# Dischidia species (Thailand/pectinoides) not doing so well



## Lazmarr (Oct 7, 2017)

Edit: I have posted this in the wrong forum. My apologies.

I have this acquired this Dischidia species and it does not seem to be doing so well.
At first it arrived bright green, but now it is slowly shrivelling with some leaves appearing to yellow, and a white residue is now visible on the leaves themselves.
I am not too certain as to what the issue is and any help would be greatly appreciated.
The plant was intended for a rainforest terrarium, with humidity ranging from 70-90%, and temperatures from 20°C to 28°C.
I have included some images below;


----------



## kimcmich (Jan 17, 2016)

Greetings,

Even though they are succulent, Dischidia come from tropical areas where humidity is fairly high even in the dry season. I'd say your plants look a little desiccated. This could be because of low humidity or because the tiny substrate plug has built-up salt from past watering which prevents the plant from soaking up the water.

The white residue looks like an effect of the lack of water - the leaves and ant organs have shrunk and the cuticle has cracked.

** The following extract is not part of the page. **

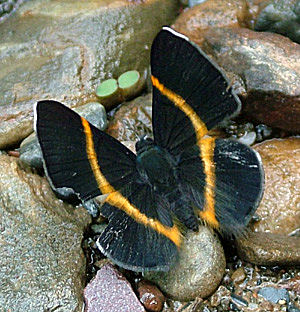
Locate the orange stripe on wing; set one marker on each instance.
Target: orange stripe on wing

I would stick this in a vivarium with a new plug of substrate and keep it lightly moist.


----------



## Lazmarr (Oct 7, 2017)

kimcmich said:


> Greetings,
> 
> Even though they are succulent, Dischidia come from tropical areas where humidity is fairly high even in the dry season. I'd say your plants look a little desiccated. This could be because of low humidity or because the tiny substrate plug has built-up salt from past watering which prevents the plant from soaking up the water.
> 
> ...


Thank you very much for getting back to me so soon.
I had it in my rainforest terrarium, until I took it out to take the photos.
It's potted in a large snail shell with the mother root in what appears to be a chunk of coconut husk. 
Would you suggest pouring in some water into the snail shell; to give it a good soak?


----------



## varanoid (Jan 21, 2011)

Lazmarr said:


> Thank you very much for getting back to me so soon.
> I had it in my rainforest terrarium, until I took it out to take the photos.
> It's potted in a large snail shell with the mother root in what appears to be a chunk of coconut husk.
> Would you suggest pouring in some water into the snail shell; to give it a good soak?


Does the shell drain? If not, I don't think it's a good idea.


----------